No cuando se trata de Ancel.
Esta vez, era Araniel quien, por primera vez en toda la
pelea, había conseguido poner en un aprieto a Ancel. No era uno gordo, por
supuesto, pero mi amigo no se sentía cómodo.
La sonrisa había desaparecido de su rostro, a pesar de que
el brillo desafiante seguía presente en sus ojos. Las miradas de ambos
contrincantes se encontraron, y pareció librarse otra batalla paralela a la que
se sucedía en aquellos momentos.
“Leyna, atenta”, se oyó en mi mente.
Me fijé más en Ancel, que parecía completamente vulnerable a
la espada de Araniel.
Entonces lo comprendí todo, y me sorprendió la inteligencia
de mi amigo.
–Hasta ahora, Araniel –dijo, sonriendo, y lo bastante alto
como para que yo pudiese oírlo.
El Alma que estaba luchando contra Tom cesó sus ataques,
dejando respirar a mi compañero, y centró su atención en su confuso líder, que
a su vez miraba a Ancel.
Di una última vuelta al dardo entre mis dedos, y apunté a la
espalda de Araniel. Justo al punto en el que, en caso de estar vivo, le
mataría, pero donde ahora conseguiría Convertirle en un Purgador.
“Solo hiérele. Si le Conviertes, Lucifer sabrá dónde
estamos”, me dijo Ancel.
En respuesta, cambié el objetivo hacia su muslo. Y lancé.

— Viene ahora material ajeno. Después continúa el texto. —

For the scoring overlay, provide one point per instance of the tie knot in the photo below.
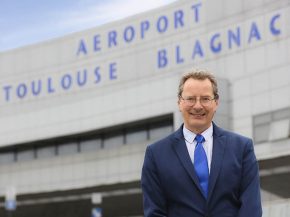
(199, 138)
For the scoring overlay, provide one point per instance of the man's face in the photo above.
(197, 116)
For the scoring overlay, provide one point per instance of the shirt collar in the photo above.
(189, 136)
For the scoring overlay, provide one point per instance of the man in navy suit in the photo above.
(200, 170)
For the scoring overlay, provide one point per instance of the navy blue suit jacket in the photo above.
(171, 188)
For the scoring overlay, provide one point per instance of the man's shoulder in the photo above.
(232, 137)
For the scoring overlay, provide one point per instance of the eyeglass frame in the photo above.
(191, 101)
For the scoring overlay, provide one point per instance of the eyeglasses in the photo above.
(203, 100)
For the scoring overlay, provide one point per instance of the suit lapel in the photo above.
(219, 144)
(180, 148)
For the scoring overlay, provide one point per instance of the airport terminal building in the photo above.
(77, 112)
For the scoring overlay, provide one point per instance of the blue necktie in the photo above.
(200, 164)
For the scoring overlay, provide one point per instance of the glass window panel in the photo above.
(45, 152)
(6, 157)
(282, 114)
(137, 136)
(261, 133)
(68, 149)
(279, 130)
(25, 155)
(262, 119)
(90, 145)
(112, 141)
(160, 132)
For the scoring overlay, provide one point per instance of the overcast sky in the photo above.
(24, 22)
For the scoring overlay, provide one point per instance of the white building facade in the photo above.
(78, 112)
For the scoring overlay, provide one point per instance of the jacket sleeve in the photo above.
(154, 201)
(250, 185)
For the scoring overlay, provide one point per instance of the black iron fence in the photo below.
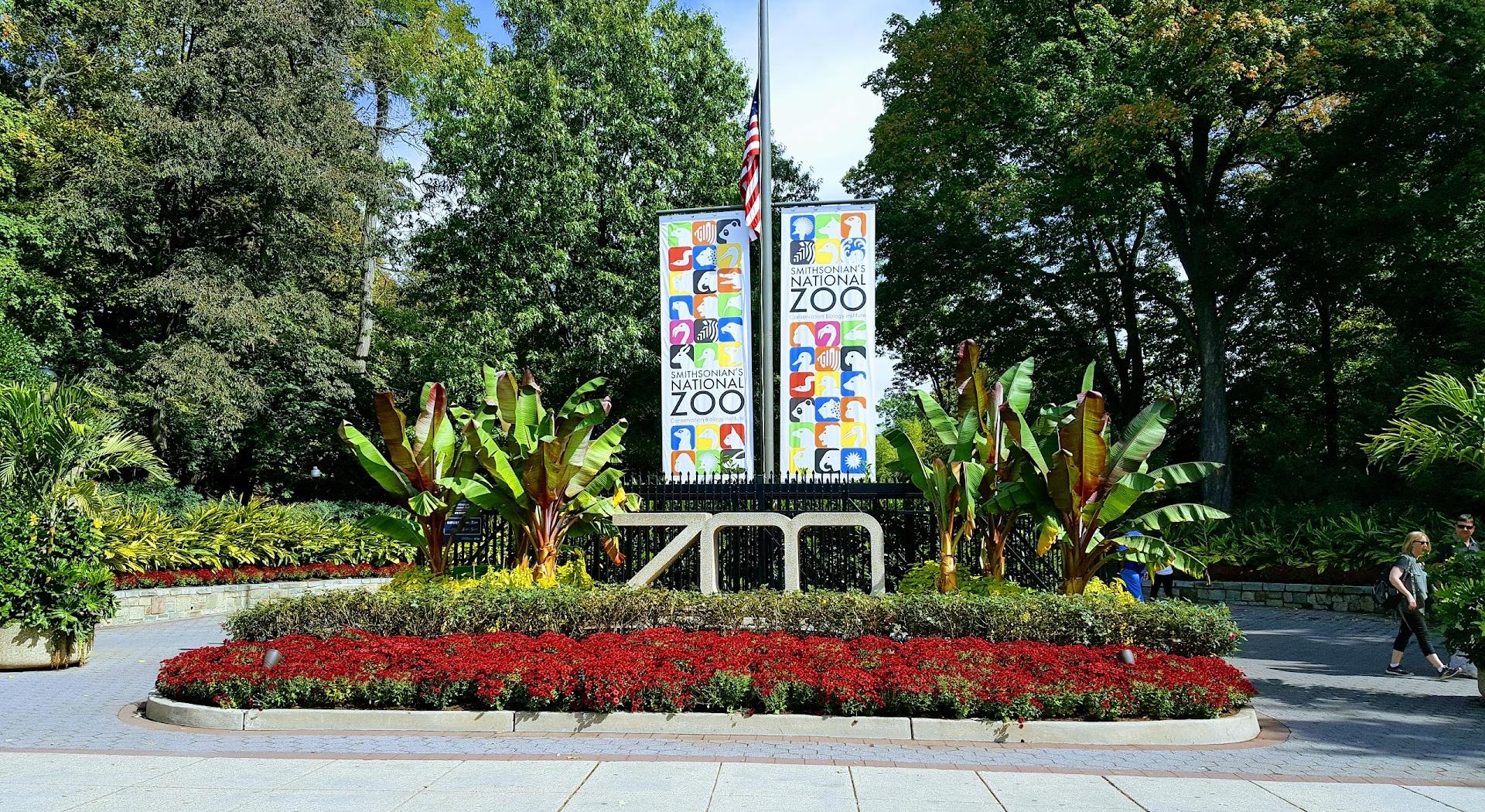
(753, 557)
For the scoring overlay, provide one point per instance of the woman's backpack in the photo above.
(1384, 594)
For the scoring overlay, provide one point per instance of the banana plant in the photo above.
(951, 486)
(1000, 411)
(1092, 483)
(548, 474)
(415, 471)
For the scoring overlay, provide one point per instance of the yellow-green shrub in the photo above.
(572, 573)
(234, 534)
(924, 578)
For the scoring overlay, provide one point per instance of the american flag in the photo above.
(750, 176)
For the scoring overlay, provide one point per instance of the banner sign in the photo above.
(828, 340)
(705, 346)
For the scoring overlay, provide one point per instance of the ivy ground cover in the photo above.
(251, 575)
(668, 670)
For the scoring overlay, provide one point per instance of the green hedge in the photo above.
(1173, 627)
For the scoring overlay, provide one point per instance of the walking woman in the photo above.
(1412, 584)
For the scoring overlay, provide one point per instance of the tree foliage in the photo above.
(1186, 192)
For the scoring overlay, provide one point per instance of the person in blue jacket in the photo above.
(1133, 571)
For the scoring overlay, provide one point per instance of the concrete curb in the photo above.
(1239, 728)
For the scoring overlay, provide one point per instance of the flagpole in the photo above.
(766, 260)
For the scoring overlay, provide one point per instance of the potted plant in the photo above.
(54, 587)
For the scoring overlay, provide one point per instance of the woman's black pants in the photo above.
(1412, 626)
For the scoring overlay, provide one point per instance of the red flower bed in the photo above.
(251, 575)
(668, 670)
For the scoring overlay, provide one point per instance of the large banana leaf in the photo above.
(908, 461)
(501, 392)
(940, 422)
(394, 432)
(1156, 553)
(395, 527)
(374, 463)
(1145, 432)
(968, 379)
(1022, 435)
(1083, 438)
(1123, 496)
(493, 459)
(1187, 473)
(599, 453)
(425, 432)
(427, 503)
(1062, 483)
(1173, 514)
(1018, 385)
(490, 499)
(576, 395)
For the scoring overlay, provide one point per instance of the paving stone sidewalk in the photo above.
(1319, 673)
(67, 783)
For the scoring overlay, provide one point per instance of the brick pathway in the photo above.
(1319, 673)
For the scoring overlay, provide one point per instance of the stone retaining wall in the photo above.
(1289, 595)
(172, 603)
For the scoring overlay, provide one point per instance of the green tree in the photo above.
(58, 442)
(553, 155)
(204, 183)
(1160, 100)
(1441, 419)
(395, 58)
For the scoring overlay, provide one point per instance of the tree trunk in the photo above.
(1133, 395)
(1217, 490)
(434, 536)
(947, 575)
(370, 240)
(994, 558)
(1330, 391)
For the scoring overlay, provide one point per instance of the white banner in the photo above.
(828, 340)
(705, 345)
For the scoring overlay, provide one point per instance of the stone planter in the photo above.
(24, 647)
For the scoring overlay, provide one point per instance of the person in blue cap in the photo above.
(1133, 571)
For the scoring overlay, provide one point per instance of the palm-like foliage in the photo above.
(1092, 481)
(56, 442)
(1441, 419)
(547, 473)
(952, 486)
(1000, 410)
(416, 469)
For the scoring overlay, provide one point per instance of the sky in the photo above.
(820, 53)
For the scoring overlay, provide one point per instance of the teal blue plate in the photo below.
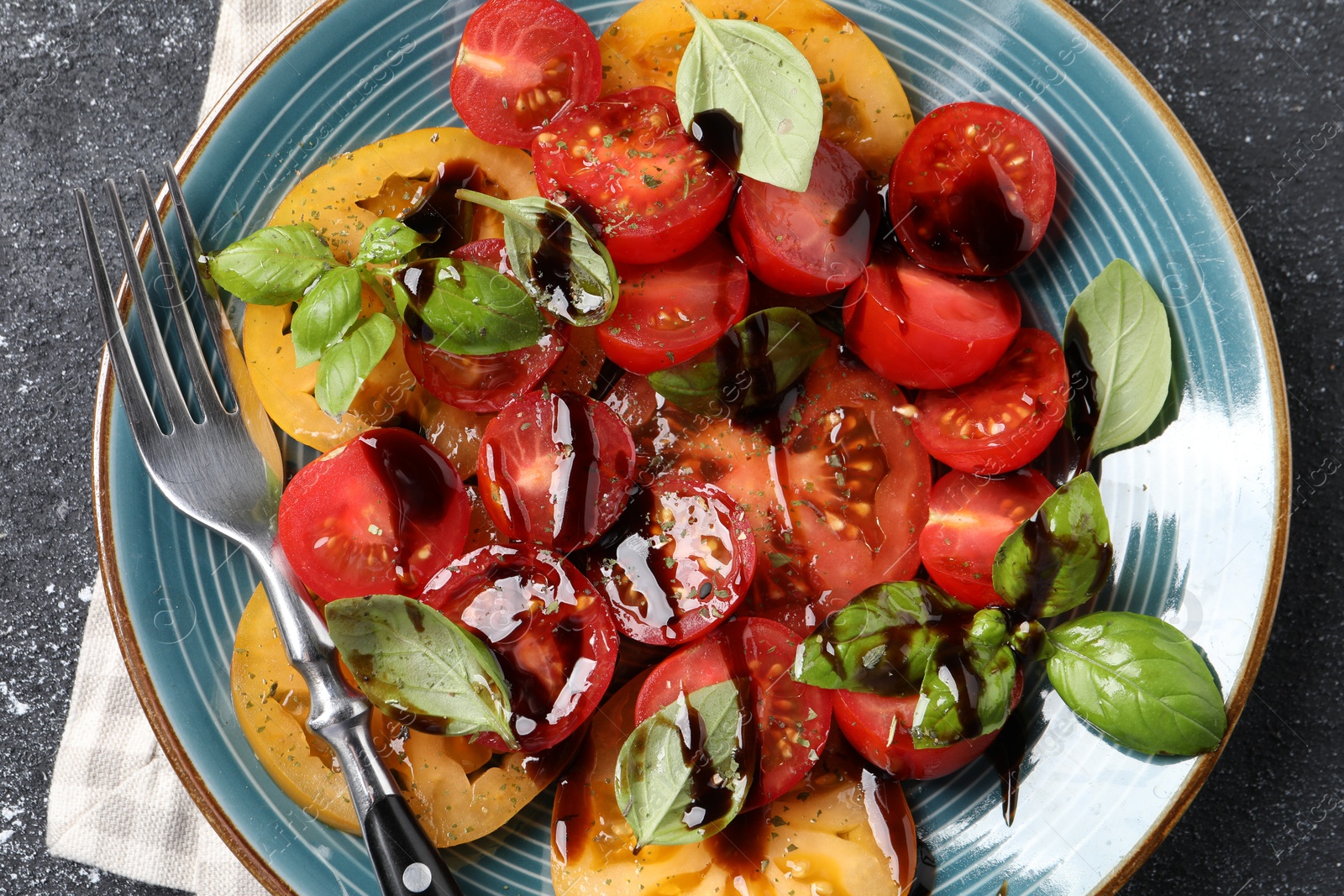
(1200, 512)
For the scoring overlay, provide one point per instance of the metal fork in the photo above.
(225, 472)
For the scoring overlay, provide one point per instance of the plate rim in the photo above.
(1116, 878)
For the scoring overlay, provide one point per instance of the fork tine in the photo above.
(134, 396)
(201, 380)
(168, 389)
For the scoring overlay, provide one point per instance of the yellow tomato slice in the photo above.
(842, 832)
(457, 789)
(866, 109)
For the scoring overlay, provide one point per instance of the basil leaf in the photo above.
(967, 689)
(750, 365)
(1140, 681)
(344, 365)
(882, 641)
(272, 266)
(470, 308)
(682, 775)
(1059, 558)
(328, 309)
(756, 76)
(1117, 338)
(386, 242)
(420, 667)
(564, 268)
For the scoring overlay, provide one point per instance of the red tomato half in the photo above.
(969, 517)
(523, 65)
(555, 469)
(378, 515)
(678, 563)
(925, 329)
(629, 164)
(815, 242)
(1003, 419)
(675, 309)
(972, 190)
(551, 631)
(792, 719)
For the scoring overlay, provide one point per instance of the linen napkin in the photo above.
(114, 801)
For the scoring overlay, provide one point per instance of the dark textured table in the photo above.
(94, 89)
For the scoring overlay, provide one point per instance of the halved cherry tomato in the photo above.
(972, 190)
(523, 65)
(969, 517)
(555, 469)
(627, 161)
(378, 515)
(551, 631)
(879, 728)
(678, 562)
(792, 719)
(1003, 419)
(815, 242)
(925, 329)
(675, 309)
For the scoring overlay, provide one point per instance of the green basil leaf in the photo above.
(1117, 338)
(420, 667)
(272, 266)
(750, 365)
(882, 641)
(386, 242)
(344, 365)
(472, 309)
(1140, 681)
(1059, 558)
(564, 268)
(756, 76)
(682, 775)
(328, 309)
(967, 689)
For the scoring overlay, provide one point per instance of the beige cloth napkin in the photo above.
(116, 802)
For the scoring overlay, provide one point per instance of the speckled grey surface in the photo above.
(93, 89)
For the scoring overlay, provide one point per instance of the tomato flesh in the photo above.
(555, 469)
(674, 311)
(551, 631)
(522, 66)
(627, 163)
(1003, 419)
(972, 190)
(813, 242)
(925, 329)
(792, 719)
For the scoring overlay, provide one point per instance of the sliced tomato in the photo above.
(1003, 419)
(555, 469)
(675, 309)
(972, 190)
(378, 515)
(969, 517)
(813, 242)
(925, 329)
(627, 163)
(792, 719)
(522, 66)
(551, 631)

El dardo se fue a clavar en el lugar donde había apuntado,
quizá un poco más arriba.
Tanto Ancel como yo observamos a Araniel soltando un alarido
de dolor con extraño placer.
Sin embargo, estaba tan concentrada mirando hacia el lugar
donde todos contenían la respiración, que no me di cuenta del evidente sonido
de que alguien se acercaba, trepando lentamente por el tronco, para darme caza.
Cuando una mano me agarró el tobillo, no hice otra cosa que
gritar.
Luego empecé a dar patadas, siendo consciente de que aquel
que me había cogido no era otro que el Alma de antes.
Sentía cómo me temblaban las manos mientras trataba de
alcanzar uno de los dardos, que habían quedado medio colgando de una rama,
ahora fuera de mi alcance.
Tampoco podía ver a Ancel, pero oí su voz por encima de mis
chillidos.
–¡No le Conviertas! ¡No puede hacerte daño! –decía,
seguramente a Tom.
Pude escuchar sus pisadas mientras corría hacia el árbol, lo
más rápido que podía.
Sin embargo, tuvo problemas. Desde mi posición, pude ver
cómo el Alma que antes había luchado contra Tom se colocaba delante de mi
amigo, impidiéndole el paso hacia mí.
Ancel enarboló su espada, aparentemente decidido a pasar.
Ahora no había tiempo para divertirse.
Lanzó un par de ataques, fintó, y su espada acabó, de alguna
manera, clavada en el costado de su rival. La retiró rápidamente, sin
retorcerla, y continuó su camino hasta donde estaba yo.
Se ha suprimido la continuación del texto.